The FINANCIAL — HSBC, the U.K.'s largest bank, said full-year net income rose 2% to $5.8 billion, below analysts' expectations of $6.4 billion.
Loan impairment charges and other credit risk provisions rose to $26.5 billion in 2009 compared with $24.9 billion the previous year, the company said, according to Bloomberg. Pretax profit in Hong Kong declined to $5.03 billion from $5.46 billion, and fell 11 percent in the rest of Asia-Pacific to $4.2 billion. “Huge challenges and risks remain for all of us,” said Chairman Stephen Green in the statement.
The bank plans to trade its shares in Shanghai and moved Chief Executive Officer Michael Geoghegan to Hong Kong from London last month to sharpen its focus on Asia, the same source reports. HSBC halted consumer finance loans in the U.S. after racking up provisions of at least $70 billion in the past four years following its acquisition of U.S. subprime lender Household International Inc.

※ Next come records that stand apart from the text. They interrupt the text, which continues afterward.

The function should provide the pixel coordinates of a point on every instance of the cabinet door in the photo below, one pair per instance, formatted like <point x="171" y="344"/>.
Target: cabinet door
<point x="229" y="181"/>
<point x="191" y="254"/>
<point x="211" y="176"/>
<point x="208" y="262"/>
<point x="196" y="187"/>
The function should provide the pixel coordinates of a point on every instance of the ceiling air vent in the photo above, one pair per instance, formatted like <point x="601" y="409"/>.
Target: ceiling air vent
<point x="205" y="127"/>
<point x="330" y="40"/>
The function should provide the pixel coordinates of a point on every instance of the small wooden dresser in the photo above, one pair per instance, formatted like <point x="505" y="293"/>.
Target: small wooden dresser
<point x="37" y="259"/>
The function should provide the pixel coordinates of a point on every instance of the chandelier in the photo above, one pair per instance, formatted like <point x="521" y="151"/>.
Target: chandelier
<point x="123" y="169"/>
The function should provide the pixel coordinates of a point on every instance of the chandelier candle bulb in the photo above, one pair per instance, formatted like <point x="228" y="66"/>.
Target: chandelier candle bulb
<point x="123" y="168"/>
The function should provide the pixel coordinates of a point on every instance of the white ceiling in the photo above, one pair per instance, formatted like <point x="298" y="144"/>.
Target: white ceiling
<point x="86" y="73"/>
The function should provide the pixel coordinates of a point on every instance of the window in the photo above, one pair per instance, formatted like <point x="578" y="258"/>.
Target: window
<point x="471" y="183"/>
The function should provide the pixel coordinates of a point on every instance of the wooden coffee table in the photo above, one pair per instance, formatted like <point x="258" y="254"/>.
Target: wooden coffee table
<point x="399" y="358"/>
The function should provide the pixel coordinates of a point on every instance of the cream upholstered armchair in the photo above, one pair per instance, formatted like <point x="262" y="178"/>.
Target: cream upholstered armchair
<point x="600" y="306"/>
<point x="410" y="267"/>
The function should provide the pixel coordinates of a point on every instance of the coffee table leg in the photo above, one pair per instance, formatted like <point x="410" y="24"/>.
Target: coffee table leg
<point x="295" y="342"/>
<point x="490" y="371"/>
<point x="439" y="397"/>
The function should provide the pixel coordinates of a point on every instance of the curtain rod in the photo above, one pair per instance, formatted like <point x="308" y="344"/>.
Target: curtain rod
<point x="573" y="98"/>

Profits were dented by a $6.3 billion technical accounting loss on the value of its own debt, more than the $5 billion expected by analysts. Underlying profit before that loss was $13.3 billion, up 56 percent, according to Reuters. HSBC's Global Banking and Markets investment banking arm saw pretax profit for the year rise to $10.5 billion from $3 billion a year earlier thanks to improved market conditions.
Net trading income was $9.86 billion, up from $6.56 billion. HSBC was one of the first lenders to raise the alarm about problems in the U.S. subprime mortgage market, late in 2006, The Wall Street Journal reports. It went on to take tens of billions of dollars in impairment charges against the U.S. consumer finance business, which it bought in 2003.
According to the same source, thanks to its exposure to Asian economies, however, HSBC been able to report strong results in a time U.K. peers continue to suffer from the recession-hit U.K. economy.